Monday, Aug. 14, 2000 | 11:31 a.m.

Jailhouse informant David Gomez planned to assert his Fifth Amendment right against self-incrimination again if called to the witness stand today in the post-trial Ted Binion murder hearing.

Gomez -- whose testimony has become critical to efforts to win a new trial for Binion's convicted killers, Sandy Murphy and Rick Tabish -- informed District Judge Joseph Bonaventure on Friday that he won't testify without a grant of immunity.

"Mr. Gomez currently is awaiting sentencing on federal charges in the district of Nevada and his involvement in the instant case does present real hazards of incrimination," his lawyer, Michael Cristalli, wrote in court papers.

"Absent a grant of immunity from the state, Mr. Gomez cannot be compelled to testify in this case."

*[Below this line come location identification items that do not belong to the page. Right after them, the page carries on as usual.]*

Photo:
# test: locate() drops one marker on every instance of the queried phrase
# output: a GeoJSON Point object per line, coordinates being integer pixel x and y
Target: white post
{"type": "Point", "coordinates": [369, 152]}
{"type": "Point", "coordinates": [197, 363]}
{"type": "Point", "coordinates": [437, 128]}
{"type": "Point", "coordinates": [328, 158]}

Gomez, a reputed member of the Mexican Mafia, was expected to be called to the witness stand this afternoon.

In February, Gomez took the Fifth Amendment at a pre-trial hearing when questioned about allegations Clark County Detention Center officials planted him next to Tabish to steal his confidential legal papers.

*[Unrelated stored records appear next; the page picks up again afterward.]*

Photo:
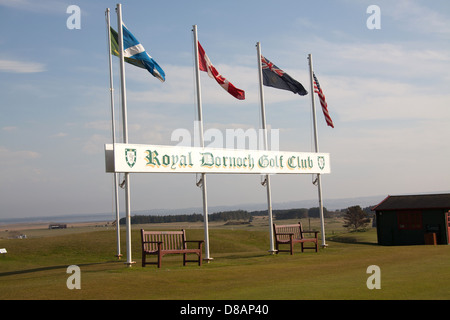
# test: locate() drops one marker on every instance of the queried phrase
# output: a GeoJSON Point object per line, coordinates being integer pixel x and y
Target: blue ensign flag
{"type": "Point", "coordinates": [277, 78]}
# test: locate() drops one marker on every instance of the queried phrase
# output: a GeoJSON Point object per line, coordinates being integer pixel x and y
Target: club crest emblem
{"type": "Point", "coordinates": [321, 162]}
{"type": "Point", "coordinates": [130, 156]}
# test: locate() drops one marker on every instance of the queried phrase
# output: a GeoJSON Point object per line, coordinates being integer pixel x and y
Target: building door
{"type": "Point", "coordinates": [447, 219]}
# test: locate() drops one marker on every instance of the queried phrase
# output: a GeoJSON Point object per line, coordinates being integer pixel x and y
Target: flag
{"type": "Point", "coordinates": [323, 103]}
{"type": "Point", "coordinates": [277, 78]}
{"type": "Point", "coordinates": [206, 65]}
{"type": "Point", "coordinates": [135, 54]}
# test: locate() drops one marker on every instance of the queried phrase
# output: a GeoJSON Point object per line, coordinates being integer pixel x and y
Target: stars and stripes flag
{"type": "Point", "coordinates": [206, 65]}
{"type": "Point", "coordinates": [323, 103]}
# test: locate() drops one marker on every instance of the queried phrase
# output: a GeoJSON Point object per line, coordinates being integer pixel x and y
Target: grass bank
{"type": "Point", "coordinates": [35, 268]}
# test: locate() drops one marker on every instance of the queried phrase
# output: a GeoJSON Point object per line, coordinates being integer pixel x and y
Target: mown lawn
{"type": "Point", "coordinates": [242, 269]}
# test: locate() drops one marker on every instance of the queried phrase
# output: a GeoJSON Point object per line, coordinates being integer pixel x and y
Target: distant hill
{"type": "Point", "coordinates": [330, 204]}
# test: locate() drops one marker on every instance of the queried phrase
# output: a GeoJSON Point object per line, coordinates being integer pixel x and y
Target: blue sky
{"type": "Point", "coordinates": [387, 92]}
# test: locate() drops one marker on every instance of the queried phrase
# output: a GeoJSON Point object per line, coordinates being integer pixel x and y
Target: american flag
{"type": "Point", "coordinates": [323, 103]}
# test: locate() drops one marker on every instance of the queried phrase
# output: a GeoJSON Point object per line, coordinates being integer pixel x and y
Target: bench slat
{"type": "Point", "coordinates": [161, 243]}
{"type": "Point", "coordinates": [291, 234]}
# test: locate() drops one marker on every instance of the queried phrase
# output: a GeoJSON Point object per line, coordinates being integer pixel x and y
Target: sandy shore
{"type": "Point", "coordinates": [45, 224]}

The allegations subsequently fell by the wayside.

But defense attorney William Terry, who represents Tabish, filed court papers last month alleging Gomez had provided his investigator, Jim Thomas, with new information about the alleged plot. Terry is seeking a new trial for Tabish in part because of the accusations raised by Gomez.

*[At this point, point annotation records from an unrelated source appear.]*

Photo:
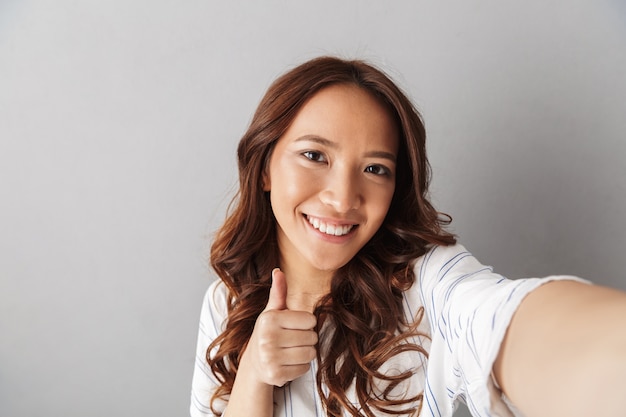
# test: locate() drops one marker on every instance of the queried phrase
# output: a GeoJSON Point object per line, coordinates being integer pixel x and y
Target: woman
{"type": "Point", "coordinates": [341, 293]}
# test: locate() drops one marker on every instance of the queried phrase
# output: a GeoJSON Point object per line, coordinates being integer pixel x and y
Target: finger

On Sunday, Chief Deputy District Attorney David Roger, who helped convict Murphy and Tabish of killing Binion in September 1998, said he has no intention of seeking an immunity order to allow Gomez to testify.

Roger is the subject of the latest allegations of misconduct reportedly raised by Gomez.

The defense contends Gomez gave a jailhouse interview to Thomas May 28 in which he alleged Roger conspired with jail officials to place Gomez in the same protective custody cellblock as Tabish.

Roger has denied there was any such plot, and he has accused Gomez, who's now in federal custody at the North Las Vegas Jail, of lacking credibility.

Gomez, who has multiple felony convictions, faces sentencing on a federal perjury charge that involved an identity scam he pulled off when arrested by FBI agents on bank robbery charges in 1996.

Additionally, a detention center memo obtained by the Sun alleges Gomez told a corrections officer May 30 that he was to be paid to trash Roger. During the murder trial, prosecutors had accused Tabish of paying off witnesses to provide him with an alibi in Binion's slaying.

In the memo, corrections officer Dante Tromba said Gomez told him that Thomas had approached him about giving a statement linking Roger to the purported plot to plant Gomez next to Tabish.

"Inmate Gomez stated that he intended on doing it because he wanted to get paid and he felt that he was getting f - - - - - by us," Tromba wrote.

The officer added that Gomez said Thomas also wanted him to go on NBC's "Dateline" television news magazine show and raise the allegations.

Terry has acknowledged that Gomez may have a credibility problem, but he contends his allegations are corroborated by other witnesses, including some of his former jailers.

In his court papers, meanwhile, Cristalli said Gomez shouldn't even be forced to assert his Fifth Amendment privilege on the stand.

"If the court wishes to evaluate the facts in support of Mr. Gomez' invocation of the privilege," Cristalli said, "it is requested that the court order Mr. Gomez to file a statement under seal for this court's in camera review to determine whether he was justified in refusing to answer each question posed by defendant Tabish."